Mental health is valued in our society as how well a person functions through their day-to-day tasks. People are viewed as mentally healthy if they have an emotional sense of well-being, the capacity to live a full and creative life and the flexibility to deal with life’s inevitable challenges.

So it may be daunting for the mental healthcare professional to administer professional help and advice while tackling challenges of their own. That is to say, the mental healthcare provider is called on to provide a high measure of care at the same time he or she deals with the challenges of their personal lives and their industry, which can, at times, be a struggle.

3 Struggles Every Mental Health Care Provider Faces:

1. Isolation: Mental healthcare professionals often administer care isolated from a group of practitioners. Unlike other types of healthcare providers that practice in a group, who are able to stick their heads out of their offices to talk to others, take a walk down the hall or lunchroom or take a break together, the mental healthcare provider is often isolated, in a single office, which means the camaraderie of fellow professionals is something that is sorely lacking. Providers who work in isolation ought to make it a point to gather on a regular basis with their peers for support and the sharing of information.

2. Continuing Education: Continuing education in the mental healthcare industry represents challenges because of the shifting landscape of diagnosis and treatment. No longer is it about simply reducing symptoms, it is also about promoting long-term recovery. There is also a growing emphasis on technology, i.e., use of the internet and social media. Many of these changes in the field facilitate the need for continuing education, which can also be problematic for the mental healthcare provider already pressed for time and energy. It is important to enroll in continuing education classes to stay up to date on business trends and changing “best practices” within the industry.

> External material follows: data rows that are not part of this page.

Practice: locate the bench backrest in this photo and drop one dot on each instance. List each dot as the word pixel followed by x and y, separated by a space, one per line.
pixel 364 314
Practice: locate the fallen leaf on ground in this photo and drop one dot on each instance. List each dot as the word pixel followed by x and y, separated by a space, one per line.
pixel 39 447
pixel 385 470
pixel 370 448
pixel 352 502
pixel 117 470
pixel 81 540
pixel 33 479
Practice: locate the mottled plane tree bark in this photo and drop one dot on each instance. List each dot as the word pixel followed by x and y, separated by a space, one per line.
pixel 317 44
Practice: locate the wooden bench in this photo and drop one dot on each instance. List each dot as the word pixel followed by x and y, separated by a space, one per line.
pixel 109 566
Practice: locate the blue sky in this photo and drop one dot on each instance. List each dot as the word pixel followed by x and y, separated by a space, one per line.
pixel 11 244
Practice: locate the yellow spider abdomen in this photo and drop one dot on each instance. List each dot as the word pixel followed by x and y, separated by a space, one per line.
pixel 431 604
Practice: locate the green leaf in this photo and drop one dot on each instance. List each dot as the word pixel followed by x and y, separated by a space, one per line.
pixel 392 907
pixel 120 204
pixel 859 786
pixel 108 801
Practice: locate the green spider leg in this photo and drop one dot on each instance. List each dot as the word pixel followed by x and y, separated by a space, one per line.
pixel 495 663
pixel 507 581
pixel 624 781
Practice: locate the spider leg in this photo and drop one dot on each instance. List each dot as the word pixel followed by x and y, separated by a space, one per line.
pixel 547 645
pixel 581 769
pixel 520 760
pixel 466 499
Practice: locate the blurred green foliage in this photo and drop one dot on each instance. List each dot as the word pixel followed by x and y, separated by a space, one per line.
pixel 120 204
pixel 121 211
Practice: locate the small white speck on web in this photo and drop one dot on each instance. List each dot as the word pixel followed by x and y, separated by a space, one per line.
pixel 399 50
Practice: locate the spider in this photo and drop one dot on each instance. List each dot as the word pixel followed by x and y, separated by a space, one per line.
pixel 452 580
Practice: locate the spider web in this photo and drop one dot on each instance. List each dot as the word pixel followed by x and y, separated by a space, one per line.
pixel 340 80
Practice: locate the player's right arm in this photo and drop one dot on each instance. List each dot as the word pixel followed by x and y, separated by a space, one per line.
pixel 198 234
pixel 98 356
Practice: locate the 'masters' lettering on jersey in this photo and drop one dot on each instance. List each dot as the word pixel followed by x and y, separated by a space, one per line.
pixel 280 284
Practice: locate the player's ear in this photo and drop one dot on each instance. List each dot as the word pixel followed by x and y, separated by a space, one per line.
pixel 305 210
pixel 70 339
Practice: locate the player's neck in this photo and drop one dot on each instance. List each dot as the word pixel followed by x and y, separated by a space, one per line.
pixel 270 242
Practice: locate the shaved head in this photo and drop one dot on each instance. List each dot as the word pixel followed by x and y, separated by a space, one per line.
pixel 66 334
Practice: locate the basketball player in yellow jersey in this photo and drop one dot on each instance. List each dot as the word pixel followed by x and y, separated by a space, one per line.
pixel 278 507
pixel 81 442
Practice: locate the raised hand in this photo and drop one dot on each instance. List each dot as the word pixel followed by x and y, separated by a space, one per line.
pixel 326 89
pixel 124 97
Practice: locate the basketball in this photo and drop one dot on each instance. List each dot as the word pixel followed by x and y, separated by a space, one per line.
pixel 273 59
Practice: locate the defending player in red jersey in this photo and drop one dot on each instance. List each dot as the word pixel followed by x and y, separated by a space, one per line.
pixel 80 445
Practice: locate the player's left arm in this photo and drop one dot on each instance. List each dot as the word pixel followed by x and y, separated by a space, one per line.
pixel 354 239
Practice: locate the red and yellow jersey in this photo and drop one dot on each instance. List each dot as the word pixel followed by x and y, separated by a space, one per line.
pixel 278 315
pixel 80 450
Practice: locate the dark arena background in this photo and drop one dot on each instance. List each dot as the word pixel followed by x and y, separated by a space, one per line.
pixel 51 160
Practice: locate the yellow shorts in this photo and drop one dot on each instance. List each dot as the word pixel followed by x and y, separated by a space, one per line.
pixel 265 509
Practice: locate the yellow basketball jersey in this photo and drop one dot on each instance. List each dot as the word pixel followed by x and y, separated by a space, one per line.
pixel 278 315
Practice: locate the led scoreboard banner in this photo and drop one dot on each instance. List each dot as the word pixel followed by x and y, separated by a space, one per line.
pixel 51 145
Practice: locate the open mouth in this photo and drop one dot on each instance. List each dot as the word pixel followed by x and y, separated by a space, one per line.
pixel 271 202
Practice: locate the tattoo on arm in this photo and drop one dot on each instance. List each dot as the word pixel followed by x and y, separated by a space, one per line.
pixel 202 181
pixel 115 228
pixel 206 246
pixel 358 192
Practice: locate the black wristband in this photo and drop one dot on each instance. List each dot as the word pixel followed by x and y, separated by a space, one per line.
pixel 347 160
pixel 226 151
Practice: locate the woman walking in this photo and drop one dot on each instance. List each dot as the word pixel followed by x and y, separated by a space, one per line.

3. Demands on Time. Often, mental healthcare providers are called to do their jobs 24/7, as we increasingly move toward a society that, in essence, never sleeps. Workloads increase as information becomes more accessible, via phones, emails and Twitter accounts. People become more prone to contacting their trusted providers “after hours.” Setting a schedule is important to keeping yourself not glued to work. Giving yourself time off and away from the desk, paperwork and fixing problems is crucial to using the time given wisely, without getting burnt out.

The key to all is to never let the problems and challenges become insurmountable. A mountain of worries seems inescapable. Reducing the mountain into smaller mounds – in essence, breaking down the challenges into manageable tasks – can help alleviate the stress and give mental healthcare providers some measure of control. This is important in a modern world that expects us all to be brilliant at everything, every minute of the day.